Scattered thoughts on Steve Jobs written a few years ago when 2 biopics were planned and I was hearing a lot of love for the late Apple guru at my job.
The man who created a phone where you can talk to yourself,
the man perhaps most responsible for crippling consciousness to the point where
teens now human sacrifice themselves en masse so that they don’t have to pay
attention to driving for five minutes.
And then people praise him for his vision. The religious leader of
capitalism, the Christ figure who delivered us from ourselves, who plugged us
directly into the matrix.
His Stanford Commencement speech is porn for the privileged,
inspirational claptrap as selfie, a passed hors d’oeuvres tray of 140 character
bits wisdoms. The ideology of the gilded class is that everything is fine, that
you only need to follow your dreams and believe in yourself and things will
work out for you the way it statistically is almost guaranteed to not. They preach this with such vigor, you could
almost buy that they believe it. Maybe they even do. It doesn’t really matter.

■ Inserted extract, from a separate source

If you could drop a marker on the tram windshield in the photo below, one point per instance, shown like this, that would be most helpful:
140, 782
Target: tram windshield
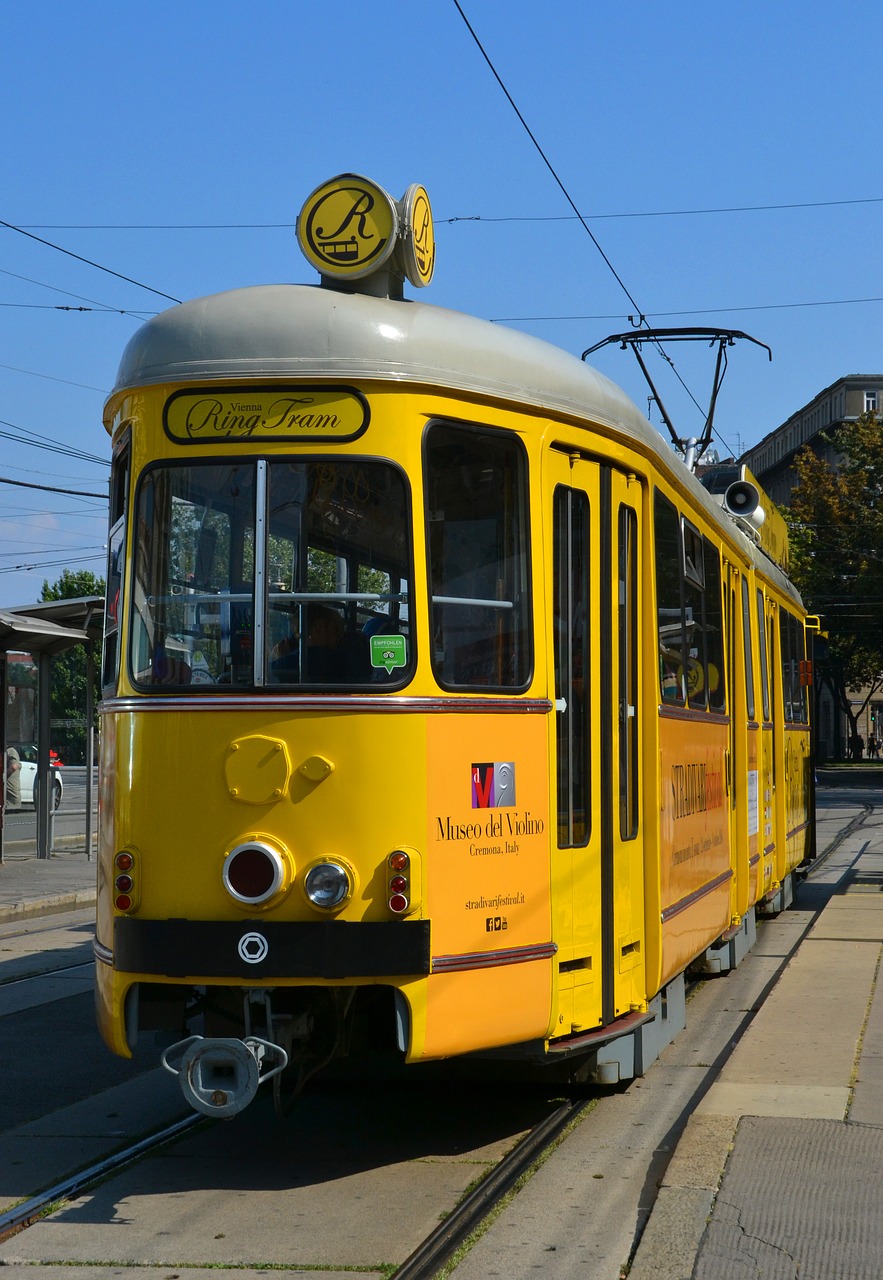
271, 574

The important part is that we don’t believe it, but that we act like we
do. If we believed it, we’d be wildly
disappointed. We’d be a country
suffering from pandemic levels of depression and anxiety that our dreams were
not coming true. But that’s not us,
we’re America the bold and the beautiful, with dicks and guns so big that other
countries deliver their talent to us, prop up our faux democracies, negotiate
peace treaties on our terms, and praise our computer prodigies for their
ingenuity.
We believe in the dream. We follow it, and when we filter
down the most pragmatic dreams to the one standing in front of us putting food
on our table and keeping the disgusting habits of the underclasses out of our
way, we realign our dreams. We make the
dream what we have, what we own. Every knock
to our stability, every caveat, every cancer cell and its corresponding
invoice, is the price paid. Because
dreams aren’t just dreamed, they’re purchased.
Those who can afford it can have great ones, but the rest of them at
least get a piece. America the great bargain.
The dream of course is finding satisfaction in work. No one dreams of finding satisfaction in
love, in family, in leisure. Those
things are naturally pleasurable. You don’t have to dream them, they happen.
Work becomes the idol, living in praise of work, in praise of Jobs.
They’d have you believe that we’re still in the garden and
the snake is selling something at the Apple Store, the best-selling item of all time, a narrative, an autobiography, an i. iDream. & iDream. &iDream.